During the 2016 Republican primary, polling showed that Trump supporters were bamboozled by “The Apprentice,” mistaking the fictional Trump of the “reality” TV show for the real Trump, a repeated business failure with a series of bankruptcies under his belt. To this day, about half of Americans still believe that Trump is a competent steward of the American economy, despite the worst downturn since the Great Depression, because they mistook a character he played on TV for the real thing. Trump has boosted this lie about his business acumen by concealing decades of his tax returns so that he could claim to be a successful billionaire without being fact-checked by his own accountants.

But now, after years of trying, the New York Times has successfully harpooned the white whale that journalists, prosecutors, activists and Democrats have been hunting for years: Donald Trump’s tax returns.

Unsurprisingly, the documents suggest Trump cheats on his taxes, as he cheats in every other aspect of life, from marriages to presidential elections. Perhaps more importantly, the documents show that Trump’s entire persona as a successful businessman isn’t just a lie, but the inverse of reality. If we’re going strictly on profit and loss, Donald Trump is the worst living businessman in America.

Catherine Rampell: Trump’s long-hidden tax returns make him look like a terrible businessman, or a cheat. Probably both.

Trump has about a half-billion dollars’ worth of motivation to stay in office four more years.

Richard Nixon famously said, “People have got to know whether or not their president is a crook. Well, I’m not a crook.” That comment was not about the Watergate break-in, but rather, some funny business in his tax returns. Under public pressure, Nixon ultimately released those returns, revealing a major underpayment on his income taxes and creating a new norm for at least partial tax disclosure that all his successors complied with.

Until President Trump, that is.

And now it may be clear why. Bombshell reporting Sunday from the New York Times — based on the examination of thousands of personal and business tax records — suggests that Trump, like his disgraced predecessor, engaged in a lot of financial activity that also looks pretty crooked. [..]

Trump claimed no tax liability for so many years because, according to the documents reviewed by the Times, he sustained mindbogglingly huge, chronic losses. The magnitude of these reported losses suggests he has been a thoroughly incompetent businessman or has been cheating Uncle Sam.

Most likely both.

David Masciotra: The president wants you dead — and so do his friends and advisers. It’s that simple

It’s not adequate to say that Trump’s regime is stupid and incompetent. That’s true — but the malice runs deeper

The president of the United States wants you dead.

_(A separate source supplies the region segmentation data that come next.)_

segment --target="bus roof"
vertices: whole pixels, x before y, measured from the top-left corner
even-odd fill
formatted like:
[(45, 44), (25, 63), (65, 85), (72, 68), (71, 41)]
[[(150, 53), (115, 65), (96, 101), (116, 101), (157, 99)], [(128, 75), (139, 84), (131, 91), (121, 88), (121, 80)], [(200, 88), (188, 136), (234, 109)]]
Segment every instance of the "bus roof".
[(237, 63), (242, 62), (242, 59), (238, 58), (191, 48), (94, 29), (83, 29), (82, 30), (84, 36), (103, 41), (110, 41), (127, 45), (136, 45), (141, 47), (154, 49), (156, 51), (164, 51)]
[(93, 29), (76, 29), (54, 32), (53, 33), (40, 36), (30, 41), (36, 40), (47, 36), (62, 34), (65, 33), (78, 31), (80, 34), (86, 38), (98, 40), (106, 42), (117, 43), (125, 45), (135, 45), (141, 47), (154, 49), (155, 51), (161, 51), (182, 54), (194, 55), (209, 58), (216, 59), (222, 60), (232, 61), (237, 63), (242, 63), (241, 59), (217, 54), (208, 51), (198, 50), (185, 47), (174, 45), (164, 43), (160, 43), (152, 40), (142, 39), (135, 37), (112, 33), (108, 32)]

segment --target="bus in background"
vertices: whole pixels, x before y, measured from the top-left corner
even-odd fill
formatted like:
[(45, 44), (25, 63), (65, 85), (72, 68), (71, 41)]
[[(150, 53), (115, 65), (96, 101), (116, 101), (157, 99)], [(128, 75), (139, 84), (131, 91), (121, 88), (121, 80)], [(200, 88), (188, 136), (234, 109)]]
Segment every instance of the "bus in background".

Throughout the dystopian horror of the past four years, critics of the Trump administration have speculated, with persuasive evidence and analysis, that Donald Trump and his gaggle of ghouls — Jared Kushner, Bill Barr, Stephen Miller, et al. — are both incompetent to prevent death and indifferent to the onslaught of death if the victims, whether they lose their lives in a largely preventable pandemic, a natural disaster caused by climate change, or at the hands of police or right-wing terrorists, are not white, rich and Republican.

Recent revelations should force Americans to consider an even darker reality, and gather insight into the malevolence of humanity that is typically accessible only in barbaric episodes of history and frightening stories of literature. The most powerful man in the federal government delights in the infliction of pain, misery and grief.